We still had, it seemed, dominion over palm and pine.

 

No, not a bad collection, someone said. And was it not true—yes, it was! we discovered as we studied the maps—that thanks to happy coincidences of history and geography the islands and peninsulas that Britain had not given up were still draped around the oceans and the time zones in such a way that it was still technically correct to say that the sun never sets on the Crown dominions. While it was sinking into the sea over one island in the West Atlantic so, at that same moment, it was rising to a bugle call and a flag-hoisting ceremony half a world away, in the Indian Ocean, or the China Sea.

It was a small and ragged sort of Empire now, no match for that great assemblage of peoples and races—a quarter of mankind, a quarter of the land surface of the globe—over which Victoria had reigned with such supposed benevolence and wisdom.
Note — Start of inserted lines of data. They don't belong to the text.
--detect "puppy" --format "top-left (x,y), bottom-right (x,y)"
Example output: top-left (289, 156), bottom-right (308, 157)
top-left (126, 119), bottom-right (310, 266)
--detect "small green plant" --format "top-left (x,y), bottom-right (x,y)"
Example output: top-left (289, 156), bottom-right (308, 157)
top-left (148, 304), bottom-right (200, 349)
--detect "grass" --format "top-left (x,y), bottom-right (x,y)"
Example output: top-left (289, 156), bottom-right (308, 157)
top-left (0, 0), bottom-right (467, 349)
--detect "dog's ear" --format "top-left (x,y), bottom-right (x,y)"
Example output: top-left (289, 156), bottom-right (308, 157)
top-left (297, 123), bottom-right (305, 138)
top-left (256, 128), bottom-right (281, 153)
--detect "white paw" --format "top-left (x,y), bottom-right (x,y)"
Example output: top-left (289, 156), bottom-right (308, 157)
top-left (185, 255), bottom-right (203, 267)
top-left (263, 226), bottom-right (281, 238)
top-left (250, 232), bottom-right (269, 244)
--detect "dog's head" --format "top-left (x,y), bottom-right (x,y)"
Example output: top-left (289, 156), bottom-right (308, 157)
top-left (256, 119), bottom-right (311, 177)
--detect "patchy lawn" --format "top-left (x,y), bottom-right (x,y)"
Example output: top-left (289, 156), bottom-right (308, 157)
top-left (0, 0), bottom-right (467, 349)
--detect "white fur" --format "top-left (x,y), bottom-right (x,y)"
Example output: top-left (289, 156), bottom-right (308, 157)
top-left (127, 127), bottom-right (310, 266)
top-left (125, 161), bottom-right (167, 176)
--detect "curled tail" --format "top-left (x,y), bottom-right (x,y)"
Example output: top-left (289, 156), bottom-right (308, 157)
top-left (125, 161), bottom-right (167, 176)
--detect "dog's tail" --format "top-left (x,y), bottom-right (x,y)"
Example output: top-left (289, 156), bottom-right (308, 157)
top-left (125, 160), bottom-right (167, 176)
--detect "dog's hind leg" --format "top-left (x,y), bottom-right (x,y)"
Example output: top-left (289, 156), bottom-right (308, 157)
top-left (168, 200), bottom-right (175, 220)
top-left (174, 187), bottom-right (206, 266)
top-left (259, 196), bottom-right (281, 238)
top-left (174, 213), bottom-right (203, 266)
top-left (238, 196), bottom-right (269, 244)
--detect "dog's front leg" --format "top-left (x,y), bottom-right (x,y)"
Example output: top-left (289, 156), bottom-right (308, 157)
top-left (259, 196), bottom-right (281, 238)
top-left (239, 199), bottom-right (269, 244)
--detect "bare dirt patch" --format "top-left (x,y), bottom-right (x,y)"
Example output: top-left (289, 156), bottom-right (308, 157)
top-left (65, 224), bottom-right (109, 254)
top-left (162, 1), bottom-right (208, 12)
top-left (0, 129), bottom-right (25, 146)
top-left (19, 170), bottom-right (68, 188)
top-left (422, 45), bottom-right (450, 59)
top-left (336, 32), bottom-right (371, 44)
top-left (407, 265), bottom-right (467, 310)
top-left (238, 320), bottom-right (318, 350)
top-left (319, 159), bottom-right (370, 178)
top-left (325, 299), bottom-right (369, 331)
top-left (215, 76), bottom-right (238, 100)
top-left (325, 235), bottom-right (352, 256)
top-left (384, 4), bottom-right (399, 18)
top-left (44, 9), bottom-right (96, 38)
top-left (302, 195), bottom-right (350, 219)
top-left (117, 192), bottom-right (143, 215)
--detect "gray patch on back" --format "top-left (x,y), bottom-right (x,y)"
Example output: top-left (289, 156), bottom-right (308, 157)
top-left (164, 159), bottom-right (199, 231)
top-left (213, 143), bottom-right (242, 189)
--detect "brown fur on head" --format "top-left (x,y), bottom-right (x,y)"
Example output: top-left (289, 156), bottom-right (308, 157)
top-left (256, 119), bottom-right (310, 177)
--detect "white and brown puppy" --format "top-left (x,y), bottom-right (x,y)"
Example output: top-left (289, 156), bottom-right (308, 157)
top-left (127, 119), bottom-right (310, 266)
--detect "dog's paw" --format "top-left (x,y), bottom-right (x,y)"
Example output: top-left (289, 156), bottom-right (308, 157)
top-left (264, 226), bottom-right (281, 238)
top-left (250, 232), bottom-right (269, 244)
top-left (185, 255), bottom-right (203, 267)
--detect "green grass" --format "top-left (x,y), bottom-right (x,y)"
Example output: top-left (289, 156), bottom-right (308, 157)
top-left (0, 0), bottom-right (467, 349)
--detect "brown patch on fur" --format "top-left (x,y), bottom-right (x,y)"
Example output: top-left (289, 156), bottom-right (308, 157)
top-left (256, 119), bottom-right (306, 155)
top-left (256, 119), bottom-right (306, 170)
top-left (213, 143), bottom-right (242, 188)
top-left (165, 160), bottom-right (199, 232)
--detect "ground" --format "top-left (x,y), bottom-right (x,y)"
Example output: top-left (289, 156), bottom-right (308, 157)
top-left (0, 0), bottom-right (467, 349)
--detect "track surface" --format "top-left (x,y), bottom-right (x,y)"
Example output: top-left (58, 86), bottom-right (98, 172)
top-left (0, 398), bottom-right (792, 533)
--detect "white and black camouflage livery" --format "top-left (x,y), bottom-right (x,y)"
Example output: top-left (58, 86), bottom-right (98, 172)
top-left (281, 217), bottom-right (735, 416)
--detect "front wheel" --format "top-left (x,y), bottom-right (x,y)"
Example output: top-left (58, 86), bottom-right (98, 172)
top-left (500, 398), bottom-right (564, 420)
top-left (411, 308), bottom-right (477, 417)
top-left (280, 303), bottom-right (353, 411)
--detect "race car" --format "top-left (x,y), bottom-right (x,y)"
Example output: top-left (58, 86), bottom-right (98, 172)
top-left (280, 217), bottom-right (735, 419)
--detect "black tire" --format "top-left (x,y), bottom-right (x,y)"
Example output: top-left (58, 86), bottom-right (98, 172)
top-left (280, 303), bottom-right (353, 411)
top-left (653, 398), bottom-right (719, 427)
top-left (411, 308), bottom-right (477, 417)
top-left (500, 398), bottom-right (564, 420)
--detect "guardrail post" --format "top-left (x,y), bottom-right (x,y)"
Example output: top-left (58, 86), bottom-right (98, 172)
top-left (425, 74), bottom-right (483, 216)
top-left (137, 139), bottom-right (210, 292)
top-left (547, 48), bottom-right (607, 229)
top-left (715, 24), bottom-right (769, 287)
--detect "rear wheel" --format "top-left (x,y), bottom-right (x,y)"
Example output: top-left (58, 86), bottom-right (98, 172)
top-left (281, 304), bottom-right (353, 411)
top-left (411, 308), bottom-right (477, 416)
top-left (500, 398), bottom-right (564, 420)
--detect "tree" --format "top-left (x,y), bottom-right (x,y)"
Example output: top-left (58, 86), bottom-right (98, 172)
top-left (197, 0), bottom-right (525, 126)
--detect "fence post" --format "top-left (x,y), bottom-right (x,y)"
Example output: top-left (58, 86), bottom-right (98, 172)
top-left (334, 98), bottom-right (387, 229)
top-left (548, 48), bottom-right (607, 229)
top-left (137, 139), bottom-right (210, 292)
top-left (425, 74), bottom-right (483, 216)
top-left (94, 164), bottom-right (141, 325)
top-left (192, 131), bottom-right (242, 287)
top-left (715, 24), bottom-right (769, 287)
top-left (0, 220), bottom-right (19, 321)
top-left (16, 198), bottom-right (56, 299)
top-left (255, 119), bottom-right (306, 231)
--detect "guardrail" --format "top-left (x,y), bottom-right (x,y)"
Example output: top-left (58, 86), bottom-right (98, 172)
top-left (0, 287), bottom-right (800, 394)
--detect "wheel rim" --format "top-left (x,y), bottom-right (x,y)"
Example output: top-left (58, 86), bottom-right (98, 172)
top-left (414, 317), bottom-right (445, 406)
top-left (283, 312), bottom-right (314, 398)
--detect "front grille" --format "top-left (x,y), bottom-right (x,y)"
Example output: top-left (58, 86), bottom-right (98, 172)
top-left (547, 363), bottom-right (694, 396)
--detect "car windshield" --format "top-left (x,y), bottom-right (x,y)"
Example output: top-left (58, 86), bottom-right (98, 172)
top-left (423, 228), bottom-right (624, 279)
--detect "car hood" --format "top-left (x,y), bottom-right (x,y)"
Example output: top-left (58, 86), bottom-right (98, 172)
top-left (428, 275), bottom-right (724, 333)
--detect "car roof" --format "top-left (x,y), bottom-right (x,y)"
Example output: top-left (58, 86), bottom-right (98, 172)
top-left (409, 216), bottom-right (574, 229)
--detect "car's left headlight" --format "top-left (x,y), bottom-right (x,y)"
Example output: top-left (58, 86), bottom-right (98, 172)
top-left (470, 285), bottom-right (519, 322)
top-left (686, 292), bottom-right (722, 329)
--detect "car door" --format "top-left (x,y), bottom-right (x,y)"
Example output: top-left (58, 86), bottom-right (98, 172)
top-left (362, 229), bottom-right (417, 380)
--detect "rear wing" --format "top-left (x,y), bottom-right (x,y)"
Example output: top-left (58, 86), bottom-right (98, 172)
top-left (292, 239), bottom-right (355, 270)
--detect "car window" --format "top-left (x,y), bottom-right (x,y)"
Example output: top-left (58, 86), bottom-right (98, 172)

Four hundred million people were, at the moment of Victoria’s Jubilee in 1897, subject to her whim and fancy (tempered by English law, proud tradition and good, old-fashioned common sense). Great nation-states, or nations-in-the-making—India, Canada, Australia, South Africa—were governed from Whitehall by her servants, in her name. Oscar Wilde had noted that England was a land ‘Before whose feet the world divides’ and few could be found who would quarrel with the notion.